C implementations are not required to support string literal modification, which has the benefits like:
standard-conforming C programs can be translated into images that can be be burned into ROM chips, such that their string literals are accessed directly from that ROM image without having to be copied into RAM on start-up.
compilers can condense the storage for string literals by taking advantage of situations when one literal is a suffix of another. The expression "string" + 2 == "ring" can yield true. Since a strictly conforming program will not do something like "ring"[0] = 'w', due to that being undefined behavior, such a program will thereby avoid falling victim to the surprise of "string" unexpectedly turning into "stwing".
There are several reasons for which you had better not to modify them:
The first is that the operating system and/or the compiler can enforce the non-writable property of string literals, putting them in read-only memory (e.g.

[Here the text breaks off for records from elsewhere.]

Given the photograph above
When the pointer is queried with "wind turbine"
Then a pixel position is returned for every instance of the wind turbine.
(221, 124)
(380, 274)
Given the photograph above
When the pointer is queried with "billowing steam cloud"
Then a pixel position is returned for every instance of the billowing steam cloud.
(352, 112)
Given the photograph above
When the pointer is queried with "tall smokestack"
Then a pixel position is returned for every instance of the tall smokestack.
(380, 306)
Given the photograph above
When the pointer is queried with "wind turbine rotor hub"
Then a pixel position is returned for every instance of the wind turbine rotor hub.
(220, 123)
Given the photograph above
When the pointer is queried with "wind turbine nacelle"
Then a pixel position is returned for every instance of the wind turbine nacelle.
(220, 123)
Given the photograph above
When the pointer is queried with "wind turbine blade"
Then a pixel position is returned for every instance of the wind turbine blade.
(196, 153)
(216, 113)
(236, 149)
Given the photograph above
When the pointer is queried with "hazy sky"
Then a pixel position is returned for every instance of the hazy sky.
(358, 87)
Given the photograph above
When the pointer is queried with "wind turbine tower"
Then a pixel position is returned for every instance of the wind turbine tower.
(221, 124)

ROM) or in the .text segment.
second, the compiler is allowed to merge string literals together, so if you modify (and do it successfully) you can get surprises later because other literals (that have been merged because e.g. one of them is a suffix of the other) change apparently by no reason.

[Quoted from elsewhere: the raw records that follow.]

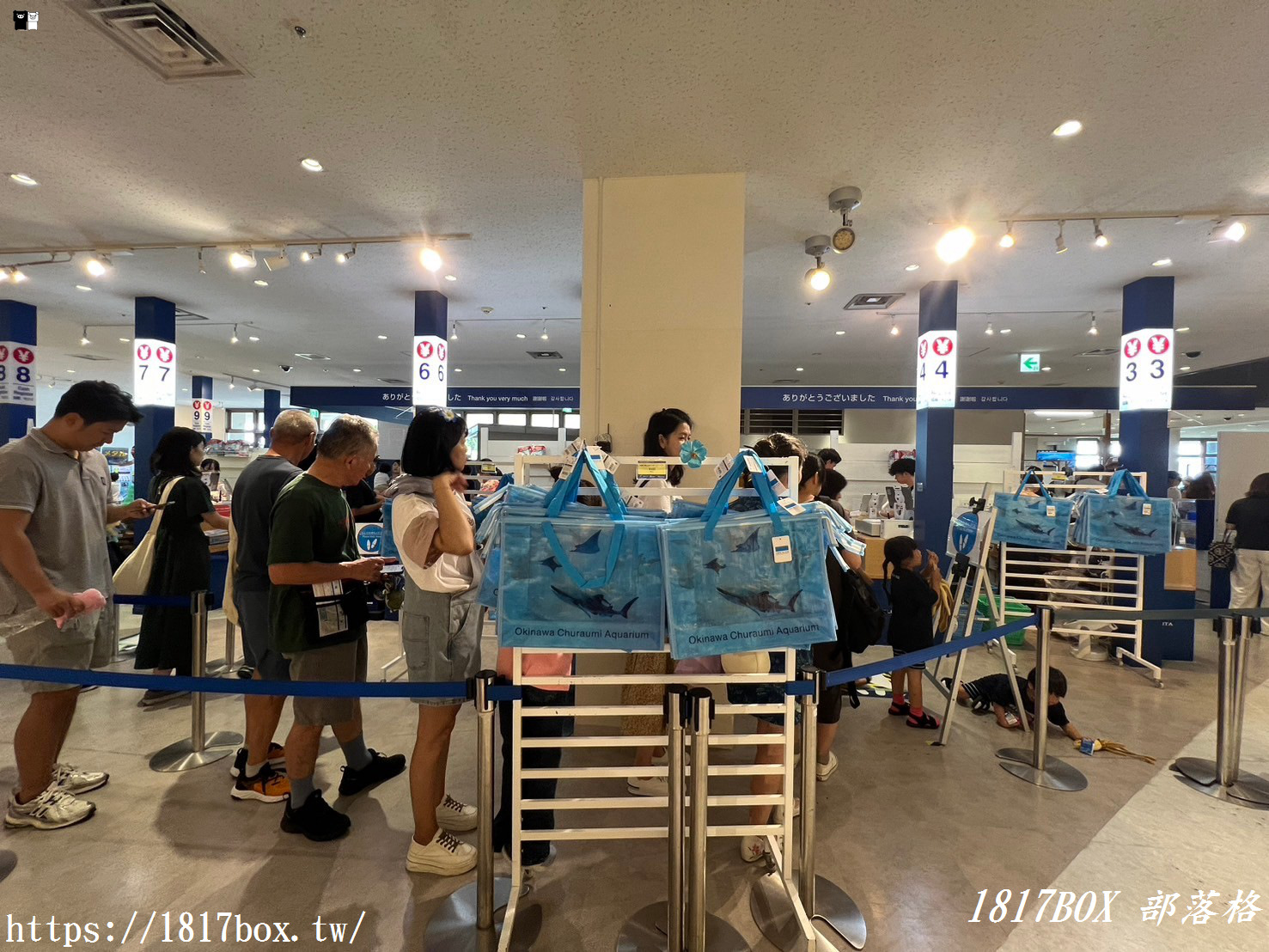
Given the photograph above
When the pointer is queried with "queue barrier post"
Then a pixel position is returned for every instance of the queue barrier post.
(1035, 766)
(1223, 778)
(466, 920)
(201, 748)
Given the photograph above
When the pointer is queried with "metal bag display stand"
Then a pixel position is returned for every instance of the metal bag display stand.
(822, 903)
(1223, 778)
(201, 748)
(466, 920)
(1034, 766)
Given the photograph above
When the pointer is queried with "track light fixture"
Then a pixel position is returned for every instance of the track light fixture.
(817, 247)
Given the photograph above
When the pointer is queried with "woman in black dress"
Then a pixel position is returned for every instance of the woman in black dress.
(183, 563)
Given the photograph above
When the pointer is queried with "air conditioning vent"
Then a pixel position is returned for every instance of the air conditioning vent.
(872, 302)
(160, 39)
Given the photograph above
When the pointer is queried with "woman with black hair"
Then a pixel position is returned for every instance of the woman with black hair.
(183, 561)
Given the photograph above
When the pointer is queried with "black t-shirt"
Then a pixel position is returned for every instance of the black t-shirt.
(995, 689)
(1250, 517)
(254, 495)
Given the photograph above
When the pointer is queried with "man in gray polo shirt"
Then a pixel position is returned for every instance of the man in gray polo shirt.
(53, 510)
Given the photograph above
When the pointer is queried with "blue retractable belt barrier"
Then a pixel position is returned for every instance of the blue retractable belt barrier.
(929, 654)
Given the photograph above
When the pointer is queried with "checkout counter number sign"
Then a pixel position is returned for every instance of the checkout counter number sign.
(936, 369)
(1146, 369)
(154, 372)
(430, 369)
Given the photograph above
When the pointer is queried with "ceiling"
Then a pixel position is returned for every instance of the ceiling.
(485, 117)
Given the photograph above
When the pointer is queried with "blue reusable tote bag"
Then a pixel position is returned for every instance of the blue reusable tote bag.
(580, 577)
(747, 582)
(1126, 523)
(1038, 522)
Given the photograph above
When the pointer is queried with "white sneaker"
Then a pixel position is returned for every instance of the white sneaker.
(824, 772)
(444, 856)
(455, 815)
(51, 810)
(753, 848)
(649, 786)
(76, 781)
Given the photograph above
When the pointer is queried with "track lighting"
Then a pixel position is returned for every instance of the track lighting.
(1234, 231)
(955, 245)
(96, 265)
(244, 258)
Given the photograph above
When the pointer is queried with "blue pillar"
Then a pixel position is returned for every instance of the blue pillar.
(1147, 303)
(156, 319)
(936, 432)
(271, 407)
(430, 316)
(18, 410)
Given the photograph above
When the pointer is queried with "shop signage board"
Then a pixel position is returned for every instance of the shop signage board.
(1146, 369)
(204, 417)
(430, 371)
(154, 372)
(936, 369)
(16, 374)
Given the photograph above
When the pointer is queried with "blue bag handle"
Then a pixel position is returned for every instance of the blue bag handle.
(566, 491)
(1034, 476)
(717, 504)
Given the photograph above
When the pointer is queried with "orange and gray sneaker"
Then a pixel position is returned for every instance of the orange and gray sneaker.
(268, 786)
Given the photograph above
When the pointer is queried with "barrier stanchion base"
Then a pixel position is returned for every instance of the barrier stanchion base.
(183, 757)
(1055, 776)
(646, 932)
(837, 917)
(454, 927)
(1248, 790)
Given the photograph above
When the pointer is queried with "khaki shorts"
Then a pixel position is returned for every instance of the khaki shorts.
(79, 648)
(343, 662)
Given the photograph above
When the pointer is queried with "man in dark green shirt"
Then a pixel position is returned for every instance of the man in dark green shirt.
(317, 617)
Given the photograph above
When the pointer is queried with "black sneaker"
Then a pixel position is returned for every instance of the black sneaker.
(378, 770)
(316, 819)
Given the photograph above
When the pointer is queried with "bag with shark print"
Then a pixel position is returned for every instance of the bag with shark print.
(747, 582)
(580, 577)
(1126, 523)
(1035, 522)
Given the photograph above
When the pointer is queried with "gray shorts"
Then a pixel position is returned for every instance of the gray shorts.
(441, 635)
(76, 646)
(345, 662)
(254, 622)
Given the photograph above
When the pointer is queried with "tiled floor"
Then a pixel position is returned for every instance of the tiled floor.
(910, 830)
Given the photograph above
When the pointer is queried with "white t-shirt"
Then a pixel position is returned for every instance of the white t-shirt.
(449, 573)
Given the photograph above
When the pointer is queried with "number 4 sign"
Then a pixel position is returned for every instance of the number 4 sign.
(1146, 369)
(936, 369)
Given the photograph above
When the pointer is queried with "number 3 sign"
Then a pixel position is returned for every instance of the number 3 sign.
(430, 371)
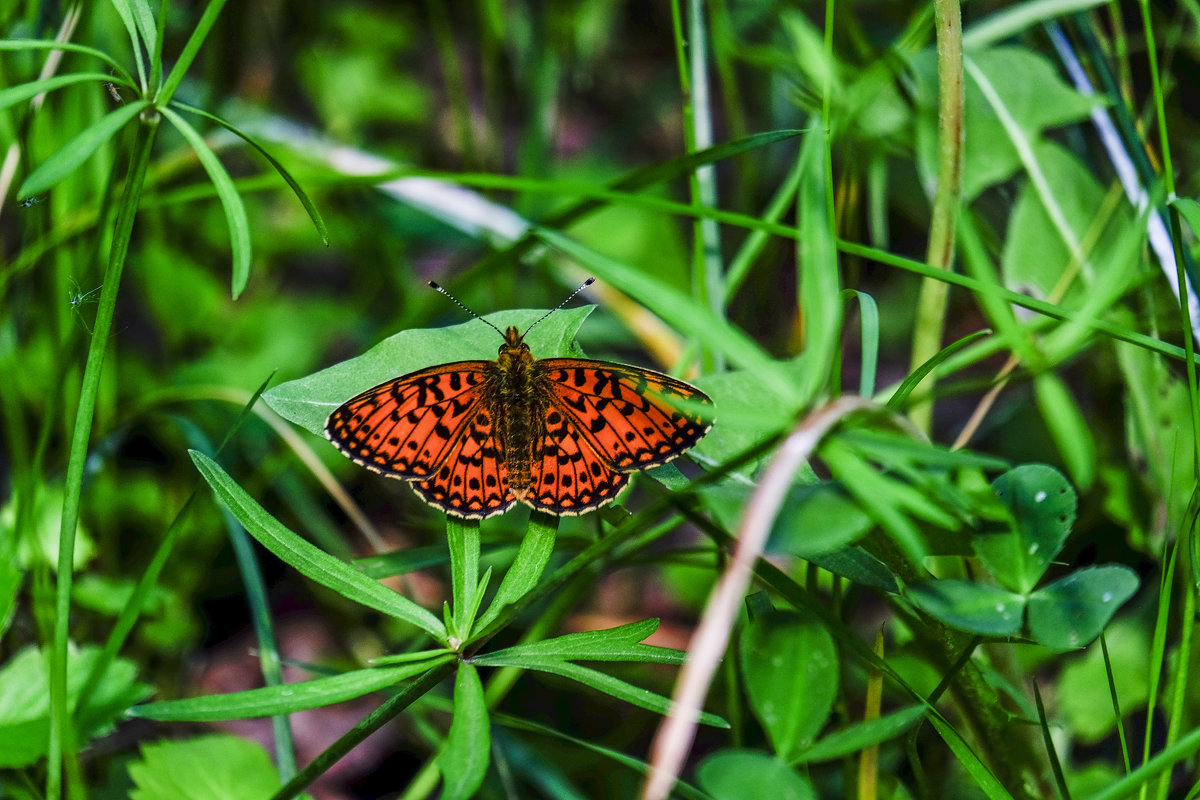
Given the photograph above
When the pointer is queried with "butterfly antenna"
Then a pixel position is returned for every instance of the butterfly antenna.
(582, 287)
(455, 301)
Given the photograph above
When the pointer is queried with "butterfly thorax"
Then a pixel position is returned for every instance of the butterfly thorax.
(517, 401)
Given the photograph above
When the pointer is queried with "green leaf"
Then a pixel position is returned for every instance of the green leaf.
(305, 200)
(462, 542)
(817, 518)
(205, 768)
(863, 735)
(25, 705)
(1189, 210)
(311, 560)
(234, 209)
(611, 644)
(24, 91)
(465, 757)
(209, 18)
(537, 548)
(78, 149)
(791, 674)
(819, 278)
(741, 774)
(1031, 95)
(289, 698)
(121, 76)
(1071, 432)
(975, 607)
(856, 564)
(1042, 504)
(607, 684)
(1073, 611)
(310, 401)
(679, 311)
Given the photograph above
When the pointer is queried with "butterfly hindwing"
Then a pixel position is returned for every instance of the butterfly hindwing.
(568, 476)
(407, 427)
(631, 417)
(473, 481)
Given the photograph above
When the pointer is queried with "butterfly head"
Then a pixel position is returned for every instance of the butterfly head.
(514, 348)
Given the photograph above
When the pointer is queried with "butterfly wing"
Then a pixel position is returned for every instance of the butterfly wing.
(473, 480)
(568, 477)
(407, 427)
(630, 417)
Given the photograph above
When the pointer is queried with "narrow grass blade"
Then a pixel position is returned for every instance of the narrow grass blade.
(305, 200)
(289, 698)
(310, 560)
(71, 47)
(78, 149)
(24, 91)
(463, 759)
(522, 575)
(234, 209)
(187, 55)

if you need an initialized string that is modifiable, you can do it by allocating an array with a declaration, as in (which you can freely modify):
char array[100] = "abc"; // initialized to { 'a' ,'b', 'c', '\0',
// /* and 96 more '\0' characters */
// };
I am bit confused when to allocate memory to a char * and when to point it to a const string.
Yes, I understand that if I wish to modify the string, I need to allocate it memory.

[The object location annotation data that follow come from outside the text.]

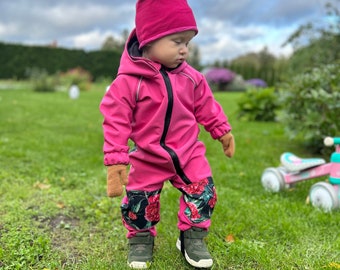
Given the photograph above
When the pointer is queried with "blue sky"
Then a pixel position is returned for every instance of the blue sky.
(227, 29)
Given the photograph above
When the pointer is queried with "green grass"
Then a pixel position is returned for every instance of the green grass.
(54, 213)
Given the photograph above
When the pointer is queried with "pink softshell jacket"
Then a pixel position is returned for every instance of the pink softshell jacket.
(160, 111)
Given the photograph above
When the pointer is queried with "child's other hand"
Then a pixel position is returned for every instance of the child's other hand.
(116, 178)
(228, 143)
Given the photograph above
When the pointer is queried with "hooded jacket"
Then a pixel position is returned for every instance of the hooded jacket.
(159, 110)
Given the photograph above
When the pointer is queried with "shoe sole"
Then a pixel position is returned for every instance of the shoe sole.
(207, 263)
(139, 265)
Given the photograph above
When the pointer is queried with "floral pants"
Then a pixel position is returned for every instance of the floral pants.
(141, 209)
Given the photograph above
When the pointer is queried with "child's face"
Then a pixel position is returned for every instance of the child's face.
(170, 50)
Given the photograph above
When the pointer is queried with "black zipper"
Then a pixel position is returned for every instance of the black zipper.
(167, 120)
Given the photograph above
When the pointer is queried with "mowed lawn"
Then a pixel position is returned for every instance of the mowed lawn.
(54, 213)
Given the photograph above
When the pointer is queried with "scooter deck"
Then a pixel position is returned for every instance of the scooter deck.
(294, 163)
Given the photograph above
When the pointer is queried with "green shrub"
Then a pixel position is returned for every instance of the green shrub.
(258, 105)
(41, 81)
(311, 105)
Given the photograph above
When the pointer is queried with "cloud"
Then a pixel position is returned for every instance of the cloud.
(226, 28)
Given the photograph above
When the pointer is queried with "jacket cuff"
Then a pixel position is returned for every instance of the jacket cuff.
(219, 131)
(116, 158)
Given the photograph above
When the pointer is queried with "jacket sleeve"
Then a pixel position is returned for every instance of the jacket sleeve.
(209, 112)
(117, 109)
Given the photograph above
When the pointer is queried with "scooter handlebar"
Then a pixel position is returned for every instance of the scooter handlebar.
(329, 141)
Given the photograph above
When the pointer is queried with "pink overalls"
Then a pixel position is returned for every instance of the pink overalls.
(159, 110)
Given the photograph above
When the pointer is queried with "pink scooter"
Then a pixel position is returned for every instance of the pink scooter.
(324, 195)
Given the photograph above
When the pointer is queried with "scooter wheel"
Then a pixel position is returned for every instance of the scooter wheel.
(272, 180)
(323, 195)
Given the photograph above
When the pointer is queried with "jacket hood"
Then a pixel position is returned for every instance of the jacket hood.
(132, 62)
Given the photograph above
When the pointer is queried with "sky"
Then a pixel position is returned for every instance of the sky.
(227, 29)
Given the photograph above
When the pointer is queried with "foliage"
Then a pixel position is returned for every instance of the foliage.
(53, 203)
(258, 105)
(41, 81)
(311, 105)
(316, 43)
(16, 59)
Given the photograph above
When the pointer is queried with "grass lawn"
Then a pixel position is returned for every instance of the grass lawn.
(54, 213)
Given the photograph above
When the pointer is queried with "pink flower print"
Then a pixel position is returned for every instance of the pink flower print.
(132, 216)
(152, 210)
(194, 211)
(213, 200)
(196, 188)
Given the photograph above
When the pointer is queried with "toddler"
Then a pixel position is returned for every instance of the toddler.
(158, 102)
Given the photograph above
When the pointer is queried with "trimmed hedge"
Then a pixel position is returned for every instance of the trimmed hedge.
(16, 59)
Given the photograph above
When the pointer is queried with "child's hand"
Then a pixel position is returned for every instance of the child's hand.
(228, 143)
(116, 178)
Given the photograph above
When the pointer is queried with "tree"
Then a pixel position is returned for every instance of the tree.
(316, 43)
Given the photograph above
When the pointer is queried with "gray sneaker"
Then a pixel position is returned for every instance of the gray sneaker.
(191, 244)
(140, 250)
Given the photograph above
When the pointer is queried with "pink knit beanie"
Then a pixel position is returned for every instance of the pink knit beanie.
(159, 18)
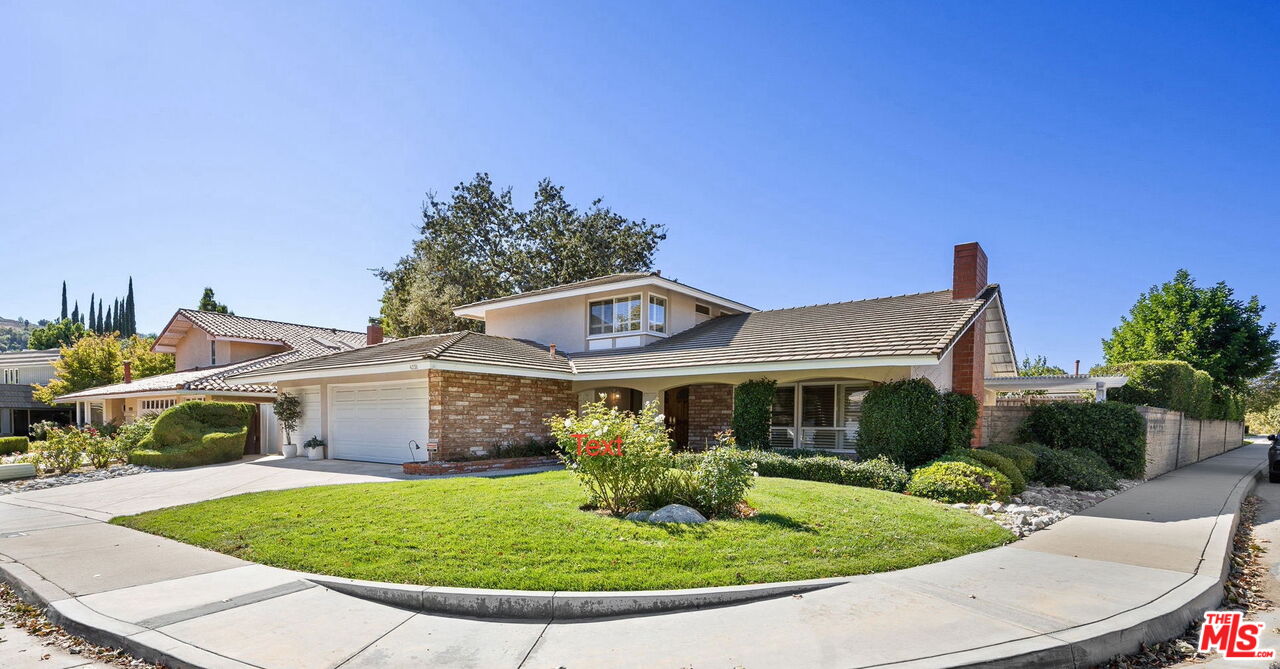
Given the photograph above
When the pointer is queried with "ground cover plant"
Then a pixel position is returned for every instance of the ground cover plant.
(528, 532)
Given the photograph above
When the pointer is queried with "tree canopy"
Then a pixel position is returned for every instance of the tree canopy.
(1207, 328)
(99, 360)
(478, 244)
(209, 303)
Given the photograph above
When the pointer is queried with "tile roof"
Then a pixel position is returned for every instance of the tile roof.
(453, 347)
(922, 324)
(304, 340)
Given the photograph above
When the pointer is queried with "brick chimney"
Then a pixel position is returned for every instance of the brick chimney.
(969, 353)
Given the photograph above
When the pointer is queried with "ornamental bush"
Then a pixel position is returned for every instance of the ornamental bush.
(1075, 468)
(753, 406)
(13, 444)
(615, 482)
(1110, 429)
(196, 432)
(1020, 456)
(959, 418)
(904, 422)
(956, 482)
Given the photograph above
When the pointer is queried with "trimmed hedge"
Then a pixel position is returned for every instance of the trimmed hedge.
(1020, 456)
(1075, 468)
(1168, 384)
(904, 422)
(1110, 429)
(956, 482)
(959, 418)
(196, 432)
(1002, 464)
(753, 407)
(13, 444)
(880, 473)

But in cases when I don't wish to modify the string to which I point and just need to pass the value should I just do the below? What are the disadvantages in the below steps as compared to allocating memory with malloc?
char *str = NULL;
str = "This is a test";
str = "Now I am pointing here";
Let's try again your example with the -Wwrite-strings compiler warning flag, you will see a warning:
warning: initialization discards 'const' qualifier from pointer target type
This is because the type of "This is a test" is const char *, not char *. So you are losing the constness information when you assign the literal address to the pointer.
For historical reasons, compilers will allow you to store string literals which are constants in non-const variables.
This is, however, a bad behavior and I suggest you to use -Wwrite-strings all the time.
If you want to prove it for yourself, try to modify the string:
char *str = "foo";
str[0] = 'a';
This program behavior is undefined but you may see a segmentation fault on many systems.
Running this example with Valgrind, you will see the following:
Process terminating with default action of signal 11 (SIGSEGV)
Bad permissions for mapped region at address 0x4005E4
The problem is that the binary generated by your compiler will store the string literals in a memory location which is read-only. By trying to write in it you cause a segmentation fault.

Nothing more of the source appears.